El más pequeño de los niños tenía una palidez cianótica por debajo de la mugre que cubría su cuerpo. Sus ojos vacuos miraban a la nada y desde su boquita entreabierta asomaban los dientes como presagio de una cadavérica suerte.

La muerte fijó en él su mirada más penetrante y por un instante pareció desdoblarse y volar hasta él y al instante siguiente el pequeño dejaba de respirar.

Sin siquiera pestañear volvió la cara hacia mí

  • Así sucede todo, nunca sabes cuando será el último minuto, nunca sabes donde estoy.

  • Tu no eres el fin de todo – le dije –

  • ¿Estás tan seguro? – replicó mordida de improvisó – hay quienes dicen que la vida es esto y lo demás es un invento de los poderosos para mantener a raya a los pobres con la promesa de un mundo mejor.

  • Puede ser que Nieztche tenga razón– dije – y también puede ser que Dios y el demonio utilicen la tierra como campo de batalla de una disputa superior a la cuál nosotros no tenemos acceso; también puede ser que el demonio y Dios moren esparcidos en cada uno de nosotros disputándose palmo a palmo un pedazo de nuestra esencia para poblar un reino más allá del entendimiento humano.

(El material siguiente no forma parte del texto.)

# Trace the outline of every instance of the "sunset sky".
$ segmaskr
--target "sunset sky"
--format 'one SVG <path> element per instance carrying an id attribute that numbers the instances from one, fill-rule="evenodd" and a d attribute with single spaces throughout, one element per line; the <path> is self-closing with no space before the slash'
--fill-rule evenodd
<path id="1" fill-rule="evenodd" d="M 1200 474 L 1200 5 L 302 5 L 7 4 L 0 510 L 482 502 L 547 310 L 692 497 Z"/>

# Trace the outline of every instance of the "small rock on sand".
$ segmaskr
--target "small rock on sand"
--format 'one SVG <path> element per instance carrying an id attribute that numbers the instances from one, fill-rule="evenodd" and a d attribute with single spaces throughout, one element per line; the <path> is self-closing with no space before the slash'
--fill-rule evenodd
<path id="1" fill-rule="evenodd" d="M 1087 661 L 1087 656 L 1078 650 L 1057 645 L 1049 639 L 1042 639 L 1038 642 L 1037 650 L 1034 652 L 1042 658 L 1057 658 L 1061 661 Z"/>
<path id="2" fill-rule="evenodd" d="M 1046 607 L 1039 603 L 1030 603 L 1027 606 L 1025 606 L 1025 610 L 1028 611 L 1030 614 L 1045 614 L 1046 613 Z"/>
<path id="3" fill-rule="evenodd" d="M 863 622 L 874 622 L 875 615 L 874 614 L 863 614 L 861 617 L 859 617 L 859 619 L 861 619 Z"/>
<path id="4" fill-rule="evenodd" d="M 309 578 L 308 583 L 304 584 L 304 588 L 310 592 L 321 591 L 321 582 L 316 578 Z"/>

Hice una pausa y la miré de frente – y puede ser que en esa disputa tu no seas nada más que un esclavo que se vende y se compra al mejor postor

Avanzó gruñendo hacia mí. Su hermosura se perdió por completo y se reveló ante mí inmisericorde y bestial. Rugió las palabras de desprecio y su aliento a final anunciado me dio de lleno en la cara. Pedazos de carne se desprendían de su cuerpo descompuesto y gusanos de colores fosforescentes salían de cada poro de su piel.

No juegues conmigo hombrecito, tarde o temprano te voy a tener. Venga tu relato y más vale que sea bueno.

Como un chico pescado en falta recuperó su compostura y volvimos a estar en la oficina de aquellos dos. Los miró con desdén y me dijo

  • Por ellos no te preocupes, no escuchan; nunca escuchan más allá de sus jueguitos políticos.